Centro commerciale a Due Carrare: l’opposizione dei commercianti

Un nuovo centro commerciale ai piedi dei Colli Euganei, a due passi dal Castello del Catajo e fra storici vigneti. La grande struttura di vendita è prevista a Due Carrare, in un’area già nel decennio scorso destinata a scopi commerciali. Dopo anni di stasi il progetto torna in auge, rinnovato, e scatena polemiche accese in tutta la provincia.

La grande struttura di vendita, progettata dallo studio L35 di Barcellona, lo stesso che ha ideato la ristrutturazione dello stadio di calcio Santiago Bernabèu di Madrid, si estenderà su una superficie di 32mila metri quadrati. Un terzo in meno del vecchio progetto ma sviluppato su due piani anziché uno, mantenendo invariata l’altezza massima di 12 metri concessa nel 2009 e aumentando la superficie destinata ai negozi fino ad oltre 60mila metri quadrati. Sono previste anche aree ricreative e 1500 metri quadrati di spazi attrezzati per bambini e famiglie.

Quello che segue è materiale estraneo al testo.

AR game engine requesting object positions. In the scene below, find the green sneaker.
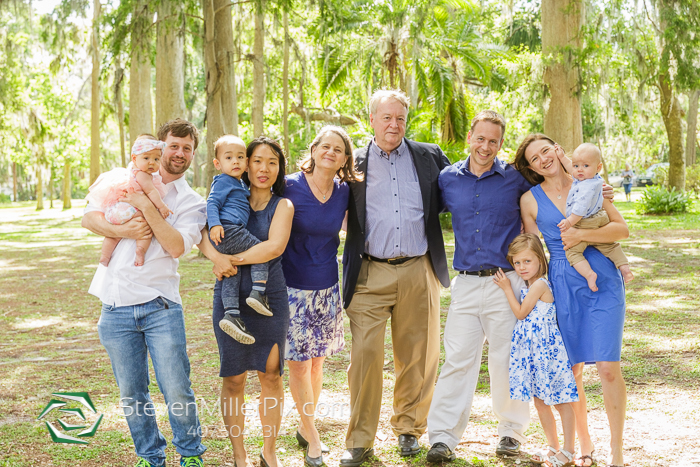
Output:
[180,456,204,467]
[134,457,165,467]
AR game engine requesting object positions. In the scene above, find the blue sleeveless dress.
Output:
[530,185,625,365]
[212,195,289,378]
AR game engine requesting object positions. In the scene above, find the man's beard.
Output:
[161,157,192,175]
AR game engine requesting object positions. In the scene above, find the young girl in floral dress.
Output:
[494,234,578,467]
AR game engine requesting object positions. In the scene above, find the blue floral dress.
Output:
[508,278,578,405]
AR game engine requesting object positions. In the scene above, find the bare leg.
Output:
[134,238,151,266]
[258,344,284,467]
[620,264,634,284]
[571,363,595,467]
[596,362,627,466]
[221,373,248,467]
[534,397,560,462]
[287,357,325,457]
[100,237,121,266]
[574,259,598,292]
[554,403,576,462]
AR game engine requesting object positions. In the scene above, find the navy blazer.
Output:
[343,139,450,308]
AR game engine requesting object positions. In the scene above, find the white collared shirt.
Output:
[84,177,207,306]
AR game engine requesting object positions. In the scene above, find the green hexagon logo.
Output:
[37,392,104,444]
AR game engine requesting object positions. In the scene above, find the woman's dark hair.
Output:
[241,136,287,196]
[299,125,364,183]
[513,133,557,185]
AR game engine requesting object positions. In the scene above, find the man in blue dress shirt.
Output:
[427,110,531,462]
[340,90,449,467]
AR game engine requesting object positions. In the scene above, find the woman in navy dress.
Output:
[205,136,294,467]
[282,126,360,467]
[514,134,629,467]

Come ha sottolineato il sindaco Davide Moro le autorizzazioni fanno data fin dalla metà degli anni ’90 del secolo scorso. Ma sull’iniziativa non ci saranno scorciatoie né sconti, ricorda l’Ascom di Padova, il cui presidente Patrizio Bertin ha incontrato il sindaco. “Prima di 24/48 mesi non si parlerà di avvio dei lavori per il centro commerciale. – afferma Bertin – C’è dunque un po’ di tempo per affinare una strategia che per noi è chiara: impedire che il centro commerciale distrugga territorio e commercio di vicinato avviando, peraltro, un “domino” di cannibalizzazione degli stessi centri che è già in atto non solo negli Stati Uniti ma anche qui in Italia, Lombardia in primis e Veneto a ruota. Al sindaco Moro abbiamo confermato che tutte le occasioni saranno buone per impedire che il centro possa nascere non disdegnando di mettere in moratoria chi sta dietro a questo scempio bello e buono. La battaglia si presenta durissima – aggiunge il numero uno dell’Ascom – e vincerla non sarà facile nonostante lo stallo al quale abbiamo costretto il progetto duri da ben 23 anni ed il sindaco si sia dimostrato disponibile a fare in modo che il “drago” (come lo abbia chiamato in questo periodo) non si risvegli.

Malauguratamente amministrazioni precedenti hanno permesso che si potesse pensare all’area in fronte al Castello del Catajo come ad un luogo per una bassa “macelleria ambientale e culturale” in cambio poi di cosa? Di tasse e di ipotetici servizi che non suppliranno mai alla cementificazione di un angolo stupendo del nostro territorio e ad una desertificazione ai danni di un commercio di vicinato che oltre che presidio sociale è anche presidio contro il degrado”. Negativo anche il parere del presidente di Confesercenti Padova Nicola Rossi, il quale lancia un appello alle forze politiche e sociali, ai piccoli imprenditori, ai Comuni, alle organizzazioni sindacali, ai movimenti e alla Regione affinché intervengano per fermare il consumo di suolo per realizzare grandi punti vendita.